Questo scenario rende essenziale immaginare un approccio nuovo al problema delle competenze. Innanzitutto, la direzione verso cui stiamo andando rende sempre più necessario valorizzare le charachter skills: per potenziare quell’orientamento al senso e allo scopo del lavoro, contributo essenziale di ogni lavoratore all’intero sistema produttivo, sono essenziali creatività e pensiero critico. Solo così saranno valorizzati a fondo anche i saperi tecnici. Secondo una ricerca di Unioncamere del 2022, la richiesta di character skills è in crescita: flessibilità, team building e problem solving sono competenze mediamente più richieste di quelle digitali specialmente per i ruoli dirigenziali e i profili cosiddetti STEM. Occorre valorizzare questa dimensione fin dal percorso scolastico: è questo lo scopo della legge sulle non-cognitive skills, che verrà discusso domenica al Meeting di Rimini con il ministro Valditara in un appuntamento promosso dall’Intergruppo parlamentare per la Sussidiarietà, di cui PwC è partner tecnico.

Ma c’è un altro profilo che non si può trascurare: in un mondo in cui l’innovazione corre a un ritmo mai visto prima non solo è fondamentale avere competenze trasversali che accrescano la capacità di apprendimento, ma è anche necessario offrire ai lavoratori percorsi di formazione continua per stare al passo con un mondo che cambia. Il calo della produttività del lavoro che stiamo osservando in questi ultimi anni sottolinea la necessità di ripensare la cultura lavorativa e di investire in una formazione che risponda più prontamente alle esigenze del mercato. In particolare, la più grave carenza di competenze si registra nell’ambito digitale: secondo una rilevazione di Confartigianato, le aziende hanno necessità di 699mila lavoratori con competenze digitali avanzate 4.0, ma non riescono a trovarne più della metà (51,8%).

Paesi come Francia e Germania, che registrano risultati migliori dell’Italia in termini di produttività (nel periodo 2000-2022 Italia +3,5%, a fronte di Francia +14,8%, e Germania +22,4%), dedicano più risorse al life-long learning: la spesa in formazione professionale delle aziende italiane vale appena lo 0,19% del Pil (€3,7 mld circa) a fronte della spesa delle aziende tedesche e francesi che si attesta allo 0,32% del Pil, rispettivamente €12,4 mld e €7,1 mld (Ufficio Studi di PwC). Occorre un intervento politico che ripensi gli strumenti di supporto alla formazione continua, in particolare nel sostenere i costi indiretti (come sostituzione e mancato lavoro dei formandi), che rappresentano circa il 60% degli oneri.

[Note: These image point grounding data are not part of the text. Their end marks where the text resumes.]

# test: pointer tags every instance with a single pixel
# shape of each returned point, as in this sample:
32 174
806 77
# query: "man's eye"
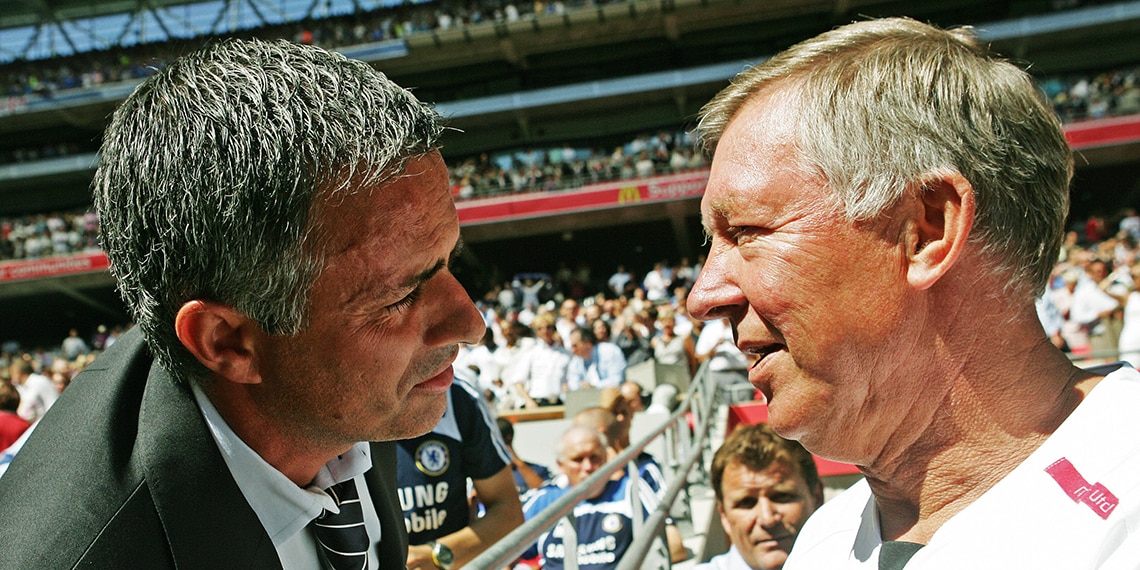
406 302
783 497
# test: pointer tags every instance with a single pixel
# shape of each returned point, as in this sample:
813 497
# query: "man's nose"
716 294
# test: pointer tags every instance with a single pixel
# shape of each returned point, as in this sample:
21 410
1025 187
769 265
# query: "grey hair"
211 170
887 105
561 447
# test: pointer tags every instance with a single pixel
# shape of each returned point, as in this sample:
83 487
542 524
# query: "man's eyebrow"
422 277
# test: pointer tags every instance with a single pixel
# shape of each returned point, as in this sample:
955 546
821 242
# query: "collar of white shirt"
283 507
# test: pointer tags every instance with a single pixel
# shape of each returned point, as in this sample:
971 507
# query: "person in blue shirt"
604 521
527 474
432 474
594 364
766 487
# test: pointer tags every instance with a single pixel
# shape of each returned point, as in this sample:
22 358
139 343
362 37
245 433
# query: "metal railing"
648 551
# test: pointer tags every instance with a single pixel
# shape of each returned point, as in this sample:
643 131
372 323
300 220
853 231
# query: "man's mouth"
758 353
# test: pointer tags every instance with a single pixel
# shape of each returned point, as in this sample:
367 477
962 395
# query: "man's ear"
939 227
724 521
221 339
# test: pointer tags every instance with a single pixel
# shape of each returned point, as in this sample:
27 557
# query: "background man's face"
762 512
581 455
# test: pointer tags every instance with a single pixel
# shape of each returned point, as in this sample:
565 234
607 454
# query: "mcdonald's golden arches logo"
628 194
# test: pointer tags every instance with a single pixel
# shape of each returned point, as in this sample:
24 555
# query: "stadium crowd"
46 79
528 170
1091 309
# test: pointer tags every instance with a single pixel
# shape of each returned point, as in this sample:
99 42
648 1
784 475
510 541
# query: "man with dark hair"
765 487
595 364
11 425
527 474
279 225
434 471
603 520
885 204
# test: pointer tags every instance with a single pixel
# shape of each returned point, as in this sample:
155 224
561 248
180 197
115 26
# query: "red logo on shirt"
1100 499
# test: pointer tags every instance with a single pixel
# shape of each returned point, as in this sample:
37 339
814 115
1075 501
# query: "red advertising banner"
597 196
1102 132
53 267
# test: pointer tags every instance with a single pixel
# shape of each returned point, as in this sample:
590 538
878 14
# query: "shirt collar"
283 507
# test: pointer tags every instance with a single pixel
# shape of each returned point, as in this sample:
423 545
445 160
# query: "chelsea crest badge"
432 457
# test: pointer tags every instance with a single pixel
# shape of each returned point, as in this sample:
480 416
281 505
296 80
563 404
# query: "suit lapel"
381 479
208 521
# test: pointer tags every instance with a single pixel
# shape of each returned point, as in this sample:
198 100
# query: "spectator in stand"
765 487
11 425
657 283
612 418
619 281
727 365
594 364
668 348
311 320
73 345
433 474
527 474
905 194
604 519
569 312
480 359
627 335
37 392
539 376
632 392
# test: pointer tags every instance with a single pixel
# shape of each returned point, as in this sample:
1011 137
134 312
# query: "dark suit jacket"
123 473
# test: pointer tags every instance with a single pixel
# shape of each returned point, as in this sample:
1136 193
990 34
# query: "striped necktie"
342 536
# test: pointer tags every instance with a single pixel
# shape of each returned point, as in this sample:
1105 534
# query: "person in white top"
885 204
539 376
37 391
766 487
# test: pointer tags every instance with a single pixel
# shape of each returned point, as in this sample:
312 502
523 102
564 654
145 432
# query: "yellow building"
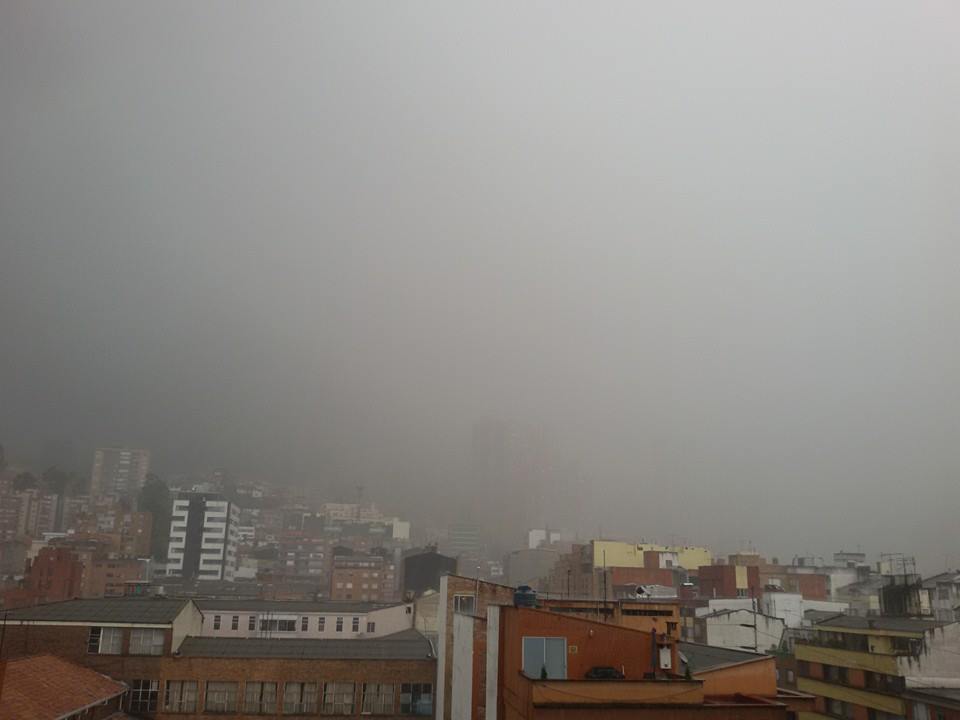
613 553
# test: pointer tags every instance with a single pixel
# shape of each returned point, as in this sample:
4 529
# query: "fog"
695 265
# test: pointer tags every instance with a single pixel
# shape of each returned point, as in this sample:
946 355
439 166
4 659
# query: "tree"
155 499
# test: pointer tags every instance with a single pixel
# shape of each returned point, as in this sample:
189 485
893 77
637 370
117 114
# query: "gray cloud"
707 252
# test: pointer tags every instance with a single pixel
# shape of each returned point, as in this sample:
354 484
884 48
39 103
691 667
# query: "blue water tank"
525 596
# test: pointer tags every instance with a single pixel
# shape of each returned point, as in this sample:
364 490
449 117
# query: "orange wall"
595 643
758 677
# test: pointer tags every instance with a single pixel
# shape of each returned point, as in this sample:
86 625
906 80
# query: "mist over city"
479 361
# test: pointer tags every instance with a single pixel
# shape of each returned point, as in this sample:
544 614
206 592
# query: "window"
377 699
260 698
465 604
180 696
545 658
338 698
105 641
416 699
278 625
146 641
221 697
143 695
839 709
299 698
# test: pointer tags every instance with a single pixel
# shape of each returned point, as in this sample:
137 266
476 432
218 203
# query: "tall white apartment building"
118 470
204 533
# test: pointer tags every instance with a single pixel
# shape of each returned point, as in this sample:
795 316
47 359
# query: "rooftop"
290 606
143 610
934 696
948 577
44 687
700 658
404 645
893 624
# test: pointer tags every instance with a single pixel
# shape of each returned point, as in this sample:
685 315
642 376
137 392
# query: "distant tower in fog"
119 470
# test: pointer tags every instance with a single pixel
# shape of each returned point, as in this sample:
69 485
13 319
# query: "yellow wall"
610 553
621 554
886 703
742 583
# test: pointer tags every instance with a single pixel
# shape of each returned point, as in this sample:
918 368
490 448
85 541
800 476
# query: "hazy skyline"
710 250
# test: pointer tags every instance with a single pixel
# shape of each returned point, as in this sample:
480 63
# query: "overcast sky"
706 254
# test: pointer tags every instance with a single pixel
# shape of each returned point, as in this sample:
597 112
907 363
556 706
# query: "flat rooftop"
404 645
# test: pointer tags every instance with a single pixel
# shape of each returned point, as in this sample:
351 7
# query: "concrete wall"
462 686
386 621
734 630
188 623
939 664
756 677
450 587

Non si può investire nelle macchine senza prima investire nelle persone: è questa l’idea della proposta “Capitale Umano 4.0” che verrà affrontata nell’appuntamento riminese di venerdì, anche questo di iniziativa dell’Intergruppo per la Sussidiarietà, con il ministro Giorgetti. Il rilancio della politica industriale nel nostro Paese non può che ricominciare da qui: solo persone capaci di creatività e di pensiero, infatti, sapranno fare dell’avvenire un’opportunità.